Michael Hernandez
According to Professor Michael Hernandez, judicial activists on the nation’s high court are oblivious to the impact their rulings have on society when they substitute their personal policy preferences for the written text of the U. S. Constitution.
After graduating from the University of Virginia and practicing at two firms in Richmond, Va., Hernandez began teaching at Regent Law School in 1992. He is particularly concerned about recent court decisions involving the power of eminent domain and its impact on the property rights of average American citizens.
In June 2005, the U. S. Supreme Court ruled against property owners in the case of Kelo v. City of New London. In a 5-4 decision the majority of justices said it was permissible for local governments, acting under the authority of eminent domain, to compel home owners to sell their property to private developers. Hernandez said the ruling violates the Fifth Amendment to the Constitution, which protects against the seizing of property for anything other than a public use.

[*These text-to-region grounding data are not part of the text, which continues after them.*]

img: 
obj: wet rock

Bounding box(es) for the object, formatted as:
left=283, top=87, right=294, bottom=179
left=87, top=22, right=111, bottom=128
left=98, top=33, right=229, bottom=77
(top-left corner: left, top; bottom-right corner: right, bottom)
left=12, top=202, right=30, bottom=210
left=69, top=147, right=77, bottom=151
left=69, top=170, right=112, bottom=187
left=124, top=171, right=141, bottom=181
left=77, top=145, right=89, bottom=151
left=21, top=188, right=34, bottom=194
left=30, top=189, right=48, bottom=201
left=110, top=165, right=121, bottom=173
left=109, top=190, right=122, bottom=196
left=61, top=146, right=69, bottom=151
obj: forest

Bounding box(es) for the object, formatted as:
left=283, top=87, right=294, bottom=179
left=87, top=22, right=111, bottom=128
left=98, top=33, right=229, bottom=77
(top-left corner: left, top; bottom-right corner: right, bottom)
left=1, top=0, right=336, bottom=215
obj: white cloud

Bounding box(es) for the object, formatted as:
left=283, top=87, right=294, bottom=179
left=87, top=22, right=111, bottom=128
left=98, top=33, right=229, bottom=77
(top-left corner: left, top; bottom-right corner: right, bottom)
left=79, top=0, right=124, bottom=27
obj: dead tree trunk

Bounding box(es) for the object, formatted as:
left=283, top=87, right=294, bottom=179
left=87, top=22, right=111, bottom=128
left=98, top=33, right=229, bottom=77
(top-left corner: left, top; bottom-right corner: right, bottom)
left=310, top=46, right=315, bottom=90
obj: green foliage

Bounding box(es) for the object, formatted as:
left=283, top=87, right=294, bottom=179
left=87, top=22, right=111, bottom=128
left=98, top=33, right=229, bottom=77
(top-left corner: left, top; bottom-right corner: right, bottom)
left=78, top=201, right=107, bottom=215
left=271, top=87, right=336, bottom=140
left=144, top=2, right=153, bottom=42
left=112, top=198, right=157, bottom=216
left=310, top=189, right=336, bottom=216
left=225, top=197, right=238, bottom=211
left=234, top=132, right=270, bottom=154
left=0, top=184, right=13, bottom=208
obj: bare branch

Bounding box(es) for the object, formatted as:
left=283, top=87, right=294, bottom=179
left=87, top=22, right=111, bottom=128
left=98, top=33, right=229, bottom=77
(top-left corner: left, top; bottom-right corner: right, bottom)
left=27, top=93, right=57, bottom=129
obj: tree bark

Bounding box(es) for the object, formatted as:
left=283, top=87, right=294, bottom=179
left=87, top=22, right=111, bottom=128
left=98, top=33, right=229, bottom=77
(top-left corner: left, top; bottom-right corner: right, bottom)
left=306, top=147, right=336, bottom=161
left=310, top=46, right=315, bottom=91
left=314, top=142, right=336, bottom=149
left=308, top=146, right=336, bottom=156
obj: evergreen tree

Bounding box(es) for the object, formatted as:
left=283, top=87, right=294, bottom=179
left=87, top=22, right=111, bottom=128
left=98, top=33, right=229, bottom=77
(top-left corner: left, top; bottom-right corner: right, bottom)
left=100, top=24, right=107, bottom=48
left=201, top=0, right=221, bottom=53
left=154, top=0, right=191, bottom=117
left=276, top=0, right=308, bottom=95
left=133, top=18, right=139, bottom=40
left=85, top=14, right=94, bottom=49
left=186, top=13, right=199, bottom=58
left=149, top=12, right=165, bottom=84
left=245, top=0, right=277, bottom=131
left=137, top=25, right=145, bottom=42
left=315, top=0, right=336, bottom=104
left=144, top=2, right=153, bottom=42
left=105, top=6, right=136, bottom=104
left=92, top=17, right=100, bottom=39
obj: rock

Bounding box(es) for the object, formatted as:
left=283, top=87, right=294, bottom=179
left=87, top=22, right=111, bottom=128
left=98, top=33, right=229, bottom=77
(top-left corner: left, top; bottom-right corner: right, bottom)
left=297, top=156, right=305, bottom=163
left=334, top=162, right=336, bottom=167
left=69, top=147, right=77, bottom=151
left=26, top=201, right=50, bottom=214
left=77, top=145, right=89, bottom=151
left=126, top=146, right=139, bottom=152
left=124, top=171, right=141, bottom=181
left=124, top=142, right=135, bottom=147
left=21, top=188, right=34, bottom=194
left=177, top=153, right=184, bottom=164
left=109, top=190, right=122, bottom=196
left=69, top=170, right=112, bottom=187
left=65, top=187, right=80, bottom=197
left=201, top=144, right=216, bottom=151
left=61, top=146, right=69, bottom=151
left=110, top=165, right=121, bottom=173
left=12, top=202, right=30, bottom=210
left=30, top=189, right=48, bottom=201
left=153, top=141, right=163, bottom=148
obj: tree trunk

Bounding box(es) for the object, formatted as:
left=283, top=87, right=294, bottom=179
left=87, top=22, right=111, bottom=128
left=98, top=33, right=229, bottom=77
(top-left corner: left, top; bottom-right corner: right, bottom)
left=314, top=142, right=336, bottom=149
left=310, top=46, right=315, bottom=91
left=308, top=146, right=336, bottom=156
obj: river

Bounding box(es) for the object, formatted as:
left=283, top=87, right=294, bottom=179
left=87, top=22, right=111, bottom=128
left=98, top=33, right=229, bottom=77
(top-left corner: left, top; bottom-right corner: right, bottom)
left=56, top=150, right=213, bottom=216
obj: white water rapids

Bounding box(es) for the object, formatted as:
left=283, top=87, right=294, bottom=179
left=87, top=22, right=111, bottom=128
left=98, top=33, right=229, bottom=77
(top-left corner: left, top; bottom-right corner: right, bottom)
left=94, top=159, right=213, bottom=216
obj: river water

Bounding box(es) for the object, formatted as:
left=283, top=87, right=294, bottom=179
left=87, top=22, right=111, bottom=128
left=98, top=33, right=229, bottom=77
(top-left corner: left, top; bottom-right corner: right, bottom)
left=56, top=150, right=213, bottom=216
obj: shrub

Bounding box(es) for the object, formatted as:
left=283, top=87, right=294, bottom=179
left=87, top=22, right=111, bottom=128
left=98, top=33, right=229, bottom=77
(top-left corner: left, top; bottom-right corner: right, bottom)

Although the Kelo decision is indefensible as a matter of law in his view, Hernandez also said the outcome was predictable in light of the court’s penchant for activism. “What the court has done with the takings clause is to use the text as a launching pad to go in whatever direction it wants to rather than seeing itself bound by the words of the text,” said Hernandez.
He believes this approach to jurisprudence, which eschews methodology in exchange for social engineering, is antithetical to Republican government. He felt called into the teaching profession, in part, because he wanted to train lawyers who would execute the laws as they are written, rather than imposing their own policy preferences.
Hernandez is also driven by a strong desire to serve as a mentor to students who are eager to rediscover the Christian foundations of law. “The challenge is to make sure we thoroughly instruct students in the law while also giving them a Christian perspective on the law,” he said. “We want to do both with excellence. We do not sacrifice legal instruction for the sake of Christian integration, nor do we sacrifice Christian integration for the sake of legal instruction.”